S.C. forgoes $100M in jobless benefits

- The (Charleston) Post and Courier

COLUMBIA -- South Carolina is missing out on nearly $100 million more in federal stimulus dollars for unemployment benefits, but it will be months before out-of-work residents see the money, if they ever do.

Congress tried to entice the states to update the 1930s-era social welfare program by including $7 billion in the American Reinvestment and Recovery Act. The money is intended to cover more women and part-time and low-wage workers who currently don't qualify for unemployment checks. In South Carolina, the changes could provide nearly 17,000 more jobless residents with benefits.

But South Carolina legislators aren't prepared to change the rules that were drawn up at a time when the workplace was more traditional.

House Majority Leader Kenny Bingham, a Cayce Republican, said it hardly makes sense to add more people to the dole that already is running a projected $1 billion deficit, money that state businesses will have to pay back at some point.

On the flip side, legislators such as Rep. Joe Neal, a Hopkins Democrat, argue for civility and fairness. Employers make contributions for every worker on the payroll to the fund that pays out unemployment benefits, he noted.

“This is not a giveaway,” Neal said. “These people have earned this protection. Hundreds of thousands of folk have lost their job through no fault of their own.”

The Legislature could have made the necessary changes to get the money while it reconvened last month in a special two-day session to fix an oversight that had blocked other unemployment benefits, but lawmakers wouldn't agree to do so, despite Neal's urging.

Bingham pledged recently that all the changes necessary to collect the additional federal cash will be up for consideration when the Legislature meets in January. The House is expected to take up legislation to overhaul the Employment Security Commission.

The commission has been under fire for its performance during the economic turmoil. It runs the unemployment trust fund, which has been broke since last year.

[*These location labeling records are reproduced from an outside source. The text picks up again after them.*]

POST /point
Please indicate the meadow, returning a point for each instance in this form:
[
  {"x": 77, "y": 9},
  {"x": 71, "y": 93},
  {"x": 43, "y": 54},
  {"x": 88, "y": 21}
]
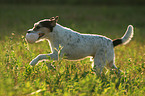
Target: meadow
[{"x": 70, "y": 78}]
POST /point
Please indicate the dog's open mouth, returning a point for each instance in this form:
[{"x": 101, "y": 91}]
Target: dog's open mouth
[{"x": 41, "y": 35}]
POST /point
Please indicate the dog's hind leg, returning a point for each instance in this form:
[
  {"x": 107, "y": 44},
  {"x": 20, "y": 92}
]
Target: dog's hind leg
[
  {"x": 99, "y": 61},
  {"x": 111, "y": 65},
  {"x": 41, "y": 57}
]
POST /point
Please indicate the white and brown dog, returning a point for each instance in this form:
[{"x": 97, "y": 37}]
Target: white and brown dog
[{"x": 77, "y": 46}]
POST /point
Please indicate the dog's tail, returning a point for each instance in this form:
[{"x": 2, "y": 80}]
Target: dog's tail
[{"x": 126, "y": 38}]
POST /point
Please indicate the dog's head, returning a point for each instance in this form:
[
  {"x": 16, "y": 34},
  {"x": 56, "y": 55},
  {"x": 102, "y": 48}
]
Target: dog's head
[{"x": 44, "y": 27}]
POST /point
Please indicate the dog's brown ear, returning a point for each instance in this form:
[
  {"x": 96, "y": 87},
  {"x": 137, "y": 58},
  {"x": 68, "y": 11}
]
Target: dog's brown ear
[{"x": 54, "y": 20}]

The state has been borrowing money from the federal government to cut the unemployment checks.

How to get the money

Maurice Emsellem, policy co-director at the New York-based National Employment Law Project, said the state would have to change its law to get the money.

The Legislature would have to alter the way individuals' earnings are calculated in order to open up benefits to more of the unemployed who were earning the lowest salaries, Emsellem said.

He said lawmakers also would chose between providing benefits to two of four groups of people: part-time workers, those who leave work for a compelling family reason such as domestic violence or to care for an ill loved one, workers who need more training to get a job and people with dependants who would get an extra $15 a week in their checks.

The advocacy group projected that the $97.5 million available to South Carolina in the stimulus package would provide benefits for 16,665 unemployed residents for four years, Emsellem said.

The additional benefits, covered by the federal cash, would cost an estimated $23.9 million each year.

After four years, the money would run out and the state would have to either repeal the law changes or start paying to provide the extra benefits. If South Carolina does not use the money, it remains in federal coffers, Emsellem said.

States have until October 2011 to apply for the cash.